The Show Fails to Take Off
Despite the promising design, the show fails to take off due to its bland performances, languid script, and canonical cases that fail to intrigue. The background score is moody devotional mix of forced pathos that contradicts the nutty and coarse territory the show is set in. The show feels incredibly leggy, underserved by its performers and criminally hung out to dry by unremarkable writing.

Kubbra Sait Shines
Kubbra Sait, as a slippery go-getter, shines in her role. Her performance is far more convincing than Kajol's, and she adds much-needed depth to the show. It's surprising that for a show featuring the likes of Sheeba Chaddha and Jisshu
Sengupta, the acting feels unsupported by the material.

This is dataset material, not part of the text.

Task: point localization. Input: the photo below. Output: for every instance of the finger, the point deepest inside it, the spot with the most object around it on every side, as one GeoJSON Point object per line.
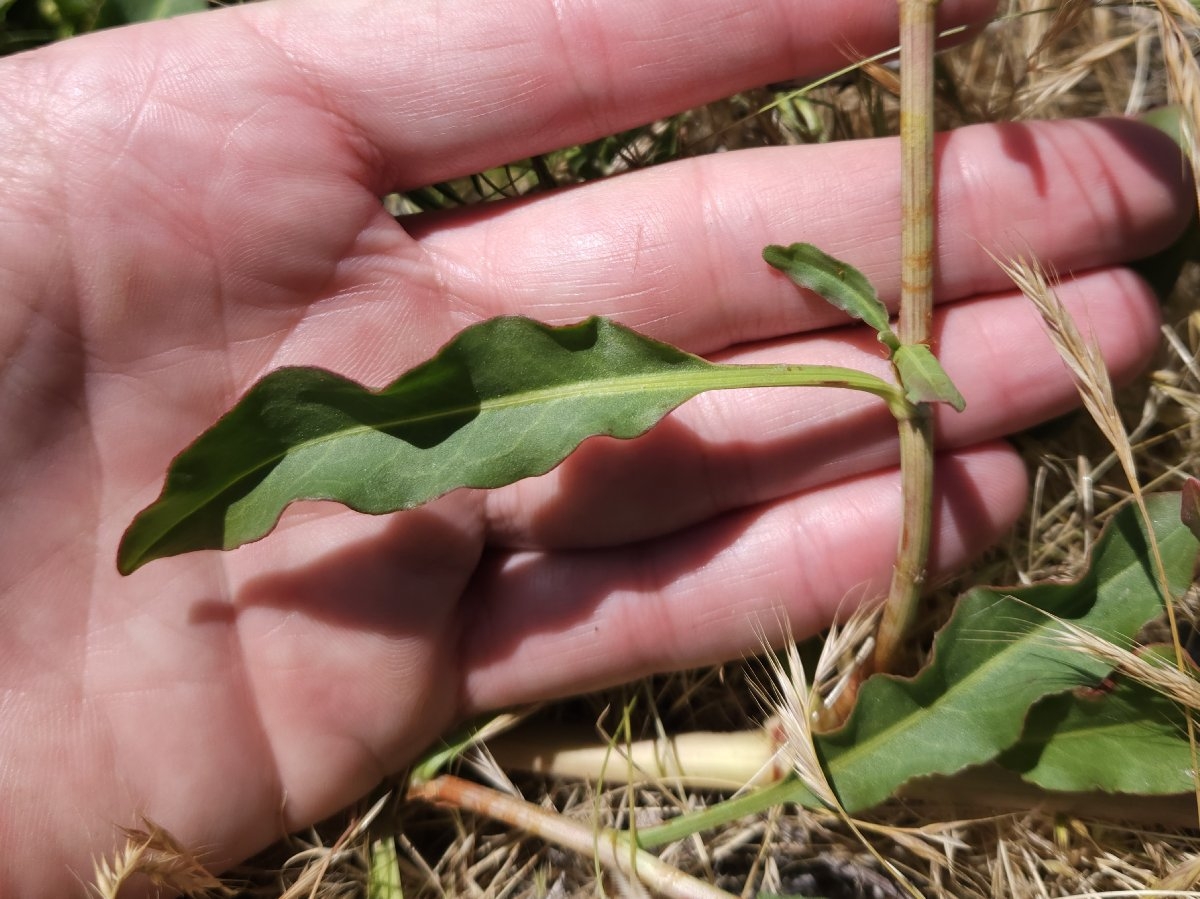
{"type": "Point", "coordinates": [443, 89]}
{"type": "Point", "coordinates": [677, 250]}
{"type": "Point", "coordinates": [733, 449]}
{"type": "Point", "coordinates": [546, 624]}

The Good Wife vs. The Trial
The show is an adaptation of the popular show The Good Wife, which was a critically acclaimed and commercially successful show that aired from 2009 to 2016. The show was praised for its strong writing, complex characters, and
compelling performances. The Trial fails to capture the essence of the original show, and its lackluster execution falls short of viewers' expectations.

Final Verdict
The Trial is a disappointing adaptation of The Good Wife. Despite promising design, the show falls short due to its bland performances, languid script, and canonical cases that fail to intrigue. Kajol's performance falls short in
accessing the complexity of her character, while Kubbra Sait shines in her role. The show is not worth the watch and fails to capture the essence of the original show.